Помимо трех этих основных разновидностей долговых документов, существовали и некоторые другие формы, не введенные законодательством специально для этой цели и, более того, объемы операций с которыми оценить еще более сложно из-за крайней скудости соответствующих сведений. Одной из подобных категорий являлись «сохранные расписки», которые, как уже указывалось, формально означали, что заимодавец передавал заемщику на хранение некоторую сумму денег, получая взамен процент от нее. Этой форме отдавали предпочтение лица, занимавшиеся профессиональным и рискованным кредитованием. Примерно так же поступали процентщики и владельцы ломбардов, предпочитавшие выдавать свои сделки за акты купли-продажи. Согласно одной оценке, ежегодный объем займов, выдававшихся только лицензированными («гласными») ломбардами Петербурга в начале 1870-х годов, составлял 3 млн рублей[243]
.Еще одну отдельную категорию составляли долги, оформлявшиеся неформально или вовсе не оформлявшиеся, включая устные сделки и неформальные расписки, занимавшие двусмысленное промежуточное положение. Согласно подсчетам Мельникова по Нижегородской ярмарке, на долю таких долгов приходилось до половины всех заключавшихся там сделок[244]

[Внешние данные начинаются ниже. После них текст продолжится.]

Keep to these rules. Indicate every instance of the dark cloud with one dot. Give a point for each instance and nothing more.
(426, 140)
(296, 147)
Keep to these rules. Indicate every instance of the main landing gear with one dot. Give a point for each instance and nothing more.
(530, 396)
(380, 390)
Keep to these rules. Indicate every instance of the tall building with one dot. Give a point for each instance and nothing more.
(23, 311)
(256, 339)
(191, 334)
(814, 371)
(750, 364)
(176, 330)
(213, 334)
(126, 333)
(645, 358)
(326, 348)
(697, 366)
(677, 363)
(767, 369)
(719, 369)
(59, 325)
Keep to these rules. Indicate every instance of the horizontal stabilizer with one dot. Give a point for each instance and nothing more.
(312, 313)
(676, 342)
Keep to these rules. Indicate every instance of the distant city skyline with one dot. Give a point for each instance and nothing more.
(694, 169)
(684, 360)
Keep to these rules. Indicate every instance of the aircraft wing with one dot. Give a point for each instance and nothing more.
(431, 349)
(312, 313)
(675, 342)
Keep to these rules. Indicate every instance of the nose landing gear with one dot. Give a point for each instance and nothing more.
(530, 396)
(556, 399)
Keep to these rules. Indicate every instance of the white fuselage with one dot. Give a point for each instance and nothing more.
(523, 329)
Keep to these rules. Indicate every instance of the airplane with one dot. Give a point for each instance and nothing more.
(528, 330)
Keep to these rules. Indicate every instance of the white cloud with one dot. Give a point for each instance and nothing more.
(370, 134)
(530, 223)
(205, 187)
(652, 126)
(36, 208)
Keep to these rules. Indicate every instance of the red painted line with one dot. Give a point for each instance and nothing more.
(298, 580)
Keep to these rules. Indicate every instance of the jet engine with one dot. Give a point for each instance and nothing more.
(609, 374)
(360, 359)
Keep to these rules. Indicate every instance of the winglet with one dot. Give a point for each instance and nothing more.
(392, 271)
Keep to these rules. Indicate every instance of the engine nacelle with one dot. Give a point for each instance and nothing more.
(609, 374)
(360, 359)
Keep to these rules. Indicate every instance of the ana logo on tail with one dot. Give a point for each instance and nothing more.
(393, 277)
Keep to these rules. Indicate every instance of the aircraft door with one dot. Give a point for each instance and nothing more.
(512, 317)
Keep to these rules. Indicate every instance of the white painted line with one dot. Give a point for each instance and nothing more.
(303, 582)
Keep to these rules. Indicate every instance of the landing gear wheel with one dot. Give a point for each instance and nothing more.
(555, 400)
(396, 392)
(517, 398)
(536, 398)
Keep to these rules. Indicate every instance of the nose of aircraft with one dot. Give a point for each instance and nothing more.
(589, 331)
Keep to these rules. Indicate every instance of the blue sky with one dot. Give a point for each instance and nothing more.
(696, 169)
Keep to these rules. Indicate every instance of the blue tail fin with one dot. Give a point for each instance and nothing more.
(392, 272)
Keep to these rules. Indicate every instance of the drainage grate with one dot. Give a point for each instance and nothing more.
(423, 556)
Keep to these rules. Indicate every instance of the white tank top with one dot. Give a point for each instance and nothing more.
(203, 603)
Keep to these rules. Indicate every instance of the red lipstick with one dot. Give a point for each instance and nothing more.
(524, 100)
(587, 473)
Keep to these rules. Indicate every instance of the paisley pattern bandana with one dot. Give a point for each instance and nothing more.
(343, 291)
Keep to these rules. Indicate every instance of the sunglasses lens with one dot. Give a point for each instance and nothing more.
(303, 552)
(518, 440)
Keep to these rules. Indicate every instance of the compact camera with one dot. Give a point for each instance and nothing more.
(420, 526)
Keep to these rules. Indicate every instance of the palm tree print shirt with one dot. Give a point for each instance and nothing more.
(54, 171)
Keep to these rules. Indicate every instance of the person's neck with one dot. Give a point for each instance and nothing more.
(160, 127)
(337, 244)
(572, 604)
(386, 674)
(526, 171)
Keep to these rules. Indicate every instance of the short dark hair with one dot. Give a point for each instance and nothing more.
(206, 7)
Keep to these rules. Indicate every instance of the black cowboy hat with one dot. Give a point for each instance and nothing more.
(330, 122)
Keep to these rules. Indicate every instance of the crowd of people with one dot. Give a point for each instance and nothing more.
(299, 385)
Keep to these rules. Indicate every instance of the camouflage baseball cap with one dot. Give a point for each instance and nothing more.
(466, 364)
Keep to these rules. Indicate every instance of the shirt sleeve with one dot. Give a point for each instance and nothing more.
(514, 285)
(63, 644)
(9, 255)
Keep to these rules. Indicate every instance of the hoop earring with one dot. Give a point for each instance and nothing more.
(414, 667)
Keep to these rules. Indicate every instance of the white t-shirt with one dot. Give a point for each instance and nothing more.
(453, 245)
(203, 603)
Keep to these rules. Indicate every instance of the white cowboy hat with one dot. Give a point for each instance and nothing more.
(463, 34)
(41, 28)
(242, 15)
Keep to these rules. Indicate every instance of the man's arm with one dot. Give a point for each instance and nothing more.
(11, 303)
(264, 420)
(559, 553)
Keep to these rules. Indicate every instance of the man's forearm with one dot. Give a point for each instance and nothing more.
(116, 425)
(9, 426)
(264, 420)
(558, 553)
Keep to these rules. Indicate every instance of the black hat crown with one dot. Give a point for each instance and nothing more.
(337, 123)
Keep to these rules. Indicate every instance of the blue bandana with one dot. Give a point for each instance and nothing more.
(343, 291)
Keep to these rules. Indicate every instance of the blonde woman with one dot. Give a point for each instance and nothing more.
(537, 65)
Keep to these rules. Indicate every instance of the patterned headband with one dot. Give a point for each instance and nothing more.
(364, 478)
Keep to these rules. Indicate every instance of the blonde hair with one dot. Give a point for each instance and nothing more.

. Большое распространение они также имели среди купцов в важном торговом городе Рыбинске[245]. Как вспоминала мемуаристка Юлия Карпинская, предприниматель дворянского происхождения Павел Михайлович Яблочков участвовал в крупномасштабных операциях по покупке спиртного, основывавшихся на устных договоренностях: «Документов, конечно, никаких не делали, в то время еще верили друг другу на слово»[246]. Невыполнение подобных обязательств в теории преследовалось законом, но на практике их наличие было затруднительно и зачастую невозможно доказать в суде, и, более того, они имели более низкий приоритет по сравнению с долговыми документами, составленными с соблюдением всех формальностей[247].Так, в деле о неплатежеспособности крестьянки Мавры Бубенцовой, в конце 1860-х годов торговавшей рыбой, большинство предъявленных к ней претензий не было подтверждено документально[248]
. В 1859 году в документах дела о банкротстве намного более богатого купца Василия Прохорова не было отражено около половины его долгов[249]. Старообрядец Артемий Рязанов, еще один купец, обанкротившийся в те же годы, при объяснении причин своей неплатежеспособности утверждал, что долги, не имевшие документального подтверждения, были широко распространены среди московских купцов[250]. Московский купец среднего достатка Иван Елманов заявил своим кредиторам, что передал свою лавку другу в оплату незадокументированного долга в 2 тыс. рублей. Было ли это правдой или нет, важно то, что Елманов считал такое объяснение достаточно правдоподобным, чтобы использовать его в свое оправдание[251].Долговые реестры и большинство судебных дел, рассматриваемых в этой книге, происходят из московских судов и других учреждений, но источники частного кредита могли также находиться в любой из губерний и регионов империи, а также в Польше с ее развитой экономикой и в Великом княжестве Финляндском, тесно связанном с Петербургом. Поэтому важно рассмотреть положение Москвы в рамках общей российской кредитной системы. Сделки, зафиксированные в государственных банках до 1859 года, очень четко указывают на господствующую позицию Москвы: на ее Опекунский совет приходилась почти половина всех займов, выданных дворянам-душевладельцам. Московский и Петербургский опекунский советы неформально поделили Европейскую Россию между собой, и территории, на которых проживала их клиентура, лишь незначительно перекрывали друг друга. Петербургский опекунский совет предпочитали дворяне из Петербургской, Новгородской и Псковской губерний, а также из Белоруссии, Литвы и Правобережной Украины, включая Киев. Восточно– и южноукраинское и южнорусское дворянство ездило за ссудами в Москву, как и заемщики из всех центральных, северных и поволжских губерний[252]
. Такое географическое распределение диктовалось культурными предпочтениями и состоянием коммуникаций, и потому, скорее всего, оно наблюдалось и в случае частных займов.